Melvil Poupaud, Laurence Anyways (2012)

Les principaux styles de pornographie audio

Bon ! Tu me suis toujours ? Revenons à la pornographie audio, tout ceci fera du sens dans pas trop long, tu vas voir.

Connaissant sa montée en popularité au cours de la pandémie, la pornographie audio est toujours en train de se développer et de repousser ses limites. De nouvelles plateformes voient continuellement le jour et de nouveaux kinks sont explorés. À ce jour, je te dirais qu’il existe 2 catégories principales.

1. En mode spectateur·ice 

Plateformes : Dipsea, Audiodesires, Emjoy

Ce type d’enregistrement comporte souvent un·e narrateur·ice et les voix de deux personnages ou plus. Le personnage narrateur·ice te dépeint les circonstances dans lesquelles l’acte a lieu, te donne plein de détails hyper sexy tout en laissant place à ton imagination. Par exemple, lea narrateur·ice ne s’attardera pas aux caractéristiques physiques des personnages telles que la grosseur du pénis ou des seins de san partenaire. C’est toi qui imagine tout ceci selon tes propres préférences. Iel te décrira plutôt comment iel sent la tension monter, comment iel sent le souffle de san partenaire dans son cou, comment iel brûle de désir, comment on lui arrache ses vêtements, etc. Tu te trouves en position de spectateur·ice : c’est comme si tu étais dans la pièce avec elleux, témoin de leurs interactions. Les « bruits de jouissance » ne sont pas over the top et les acteur·ice·s possèdent, évidemment, des voix super sexy.

2. En mode acteur·ice (POV)

Plateformes : Quinn, Yuu, Voxxx (en français !)

Dans ce genre de porno audio, tu es l’un des personnages. L’enregistrement comporte la voix de tan ou tes partenaires qui s’adressent directement à toi, et libre à toi d’imaginer ce que tu leur réponds. Iels te révèlent généralement ce qu’iels s’apprêtent à faire pour te donner du plaisir, te décrivent comment tu les allumes, comment tu es sexy, comment iels sont excité·e·s, etc. Il y a habituellement davantage de dirty talk pour que tu puisses suivre l’action sans la présence d’un·e narrateur·ice. C’est vraiment une expérience immersive et réaliste. Attention, plusieurs bruits de bouche, de macaroni in a pot et de couilles qui font flop flop au rendez-vous. 

(Nettement moins pire qu’un gros plan flou de creampie qui dégouline à l’infini, si tu veux mon avis.) 

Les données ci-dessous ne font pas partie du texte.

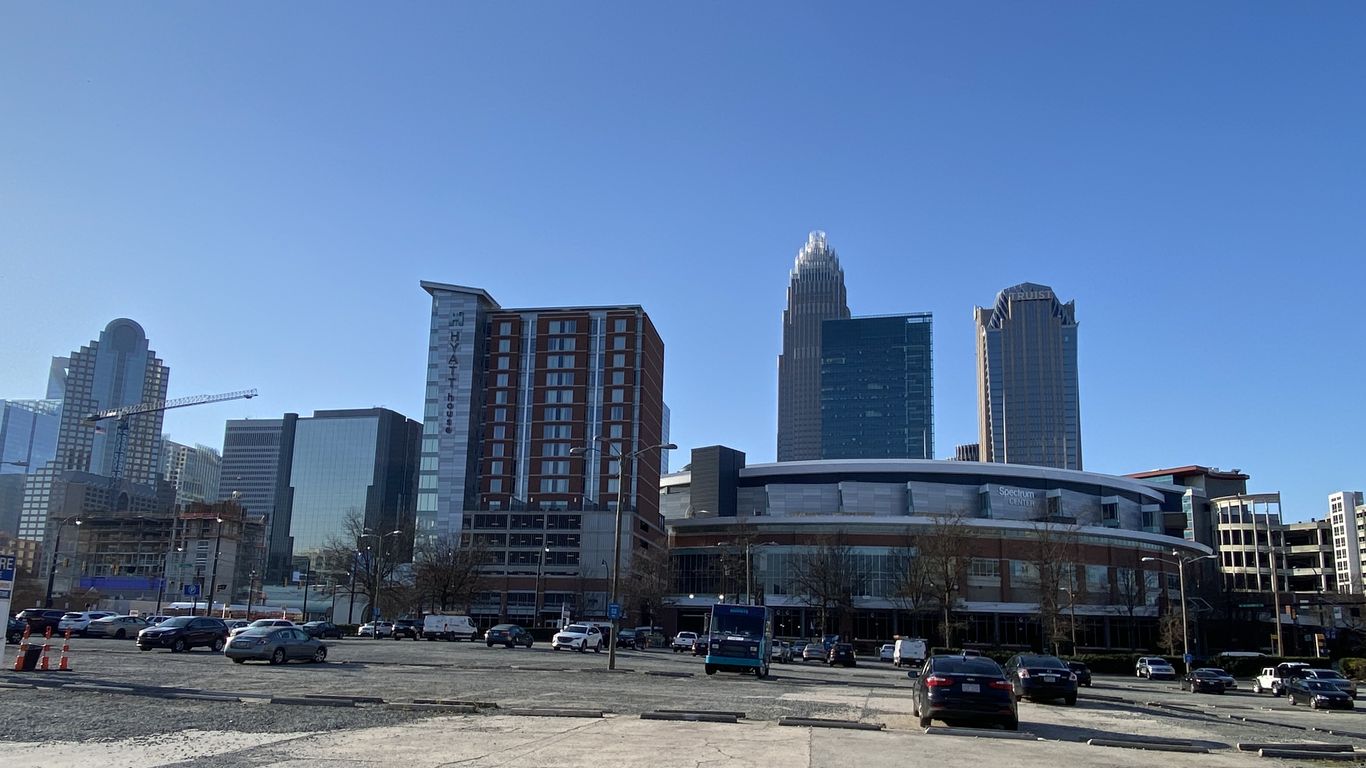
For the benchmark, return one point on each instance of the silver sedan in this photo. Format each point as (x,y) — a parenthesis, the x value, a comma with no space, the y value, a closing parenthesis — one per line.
(275,645)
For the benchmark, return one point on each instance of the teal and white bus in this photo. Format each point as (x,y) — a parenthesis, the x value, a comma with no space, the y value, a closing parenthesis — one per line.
(739,640)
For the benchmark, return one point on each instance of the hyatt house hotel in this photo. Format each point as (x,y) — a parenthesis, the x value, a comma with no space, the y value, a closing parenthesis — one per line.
(510,395)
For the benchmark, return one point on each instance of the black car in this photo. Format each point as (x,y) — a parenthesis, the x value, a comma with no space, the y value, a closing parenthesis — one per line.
(1318,694)
(407,627)
(183,633)
(41,619)
(321,630)
(1082,671)
(965,689)
(1037,677)
(508,636)
(14,629)
(840,653)
(1202,681)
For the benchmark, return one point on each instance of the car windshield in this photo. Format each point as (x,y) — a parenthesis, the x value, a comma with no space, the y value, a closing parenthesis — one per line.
(966,666)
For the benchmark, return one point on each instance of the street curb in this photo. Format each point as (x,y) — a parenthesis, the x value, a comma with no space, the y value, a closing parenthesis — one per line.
(301,701)
(1258,746)
(690,716)
(1305,755)
(538,712)
(978,733)
(1149,746)
(818,723)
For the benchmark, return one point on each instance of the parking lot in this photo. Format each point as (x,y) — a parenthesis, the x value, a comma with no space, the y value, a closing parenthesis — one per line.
(109,697)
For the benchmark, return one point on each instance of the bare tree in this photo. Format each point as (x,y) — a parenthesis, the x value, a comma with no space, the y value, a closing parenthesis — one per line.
(944,554)
(450,574)
(827,577)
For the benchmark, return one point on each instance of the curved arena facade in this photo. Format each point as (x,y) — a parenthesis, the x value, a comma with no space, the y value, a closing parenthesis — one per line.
(1041,554)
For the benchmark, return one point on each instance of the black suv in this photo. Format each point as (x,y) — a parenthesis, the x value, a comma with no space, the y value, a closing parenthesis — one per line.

(Y a rien qui m’écœure plus, pour vrai.)

En quoi la pornographie audio a le potentiel de réinventer tes séances de masturbation (et ta sex life en général)

« C’est bien beau tout ça », tu me diras, « mais, mis à part l’absence d’images, qu’est-ce qui différencie tant la pornographie audio de la pornographie plus classique ? » Ma réponse : une multitude de choses ! En voici quelques-unes.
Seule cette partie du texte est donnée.